Um novo Código Civil significa a consagração de um paradigma cultural, como observou Miguel Reale. Sua criação se justifica quando as mudanças da sociedade se acentuam de tal maneira que a lei vigente se torna obsoleta, incapaz de oferecer resposta normativa condizente com os valores que regem a vida civil, incluídos os aspectos econômicos, os costumes, as liberdades e a convivência coletiva.
Foi o que ocorreu com a passagem do Código de 1916, quando o Brasil era um país predominantemente rural, pobre, atado a padrões de costumes do século 19 e juridicamente positivista, para o Código de 2002, adaptado a um Brasil urbano, integrado comercialmente ao mundo, já uma das maiores economias do globo, e que se pretendia juridicamente principiológico e aberto.

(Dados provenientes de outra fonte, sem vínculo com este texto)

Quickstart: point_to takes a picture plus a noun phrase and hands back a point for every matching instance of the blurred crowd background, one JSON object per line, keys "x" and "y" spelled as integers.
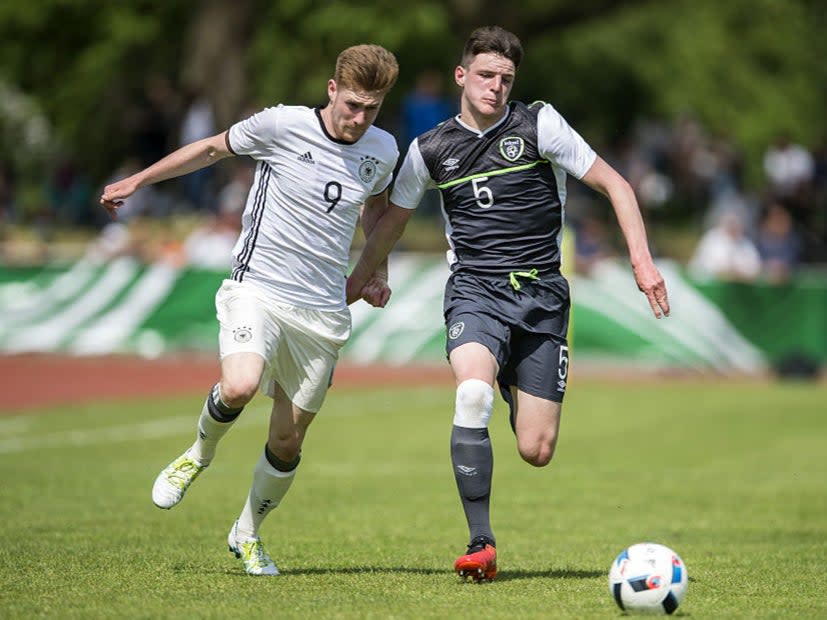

Houve mudança dessa natureza entre 2002 e os dias atuais? O paradigma ético de então se esvaiu, fazendo com que o Código vigente perdesse o viço e necrosasse, a ponto de justificar a criação de um novo? E se estivéssemos diante de um Código débil, complemente ultrapassado, um novo poderia ser gestado em menos de um ano e mesmo assim refletir com fidedignidade os novos consensos vigentes na vida civil? Nada indica que as respostas a essas três indagações sejam positivas.
A grande mudança experimentada nesse intervalo de tempo ocorreu no plano tecnológico, na forma como as pessoas se comunicam, acessam o conhecimento e fazem trocas. Contudo, existem no próprio Código e sobretudo em leis editadas posteriormente, com destaque para o Marco Civil da Internet e a Lei Geral de Proteção de Danos, normas para lidar com essa nova realidade. E se estas, ou também as que dizem respeito a pauta de costumes, exigissem atualização, lá estavam a jurisprudência e a doutrina para preservar-lhes a eficácia, sem grandes sobressaltos, como deve ser a experiência jurídica. Portanto, não parece que a proposta de um novo Código passe pelo teste da necessidade.
No plano da conveniência, tampouco. Tome-se o exemplo das alterações propostas no Título da responsabilidade civil, uma área do Código que não sofre de qualquer anacronismo. Ao contrário, ela ainda exibe o vigor jovial das mudanças introduzidas em 2002, com destaque para o regime da responsabilidade objetiva pela atividade de risco (art. 927, par. único), cujo sentido a jurisprudência vem delimitando em um lento processo de interpretação do texto.
Ao contrário do texto em vigor, que exibe fluidez semântica, coerência conceitual e delimitação de sentido, deixando claro que o dever de indenizar se circunscreve ao dano causado pela natureza de risco da atividade, o art. 927-B do anteprojeto propõe um texto oblíquo, pródigo no emprego de conceitos indeterminados, e cuja leitura permite a responsabilização civil por qualquer atividade lícita que não importe risco inerente.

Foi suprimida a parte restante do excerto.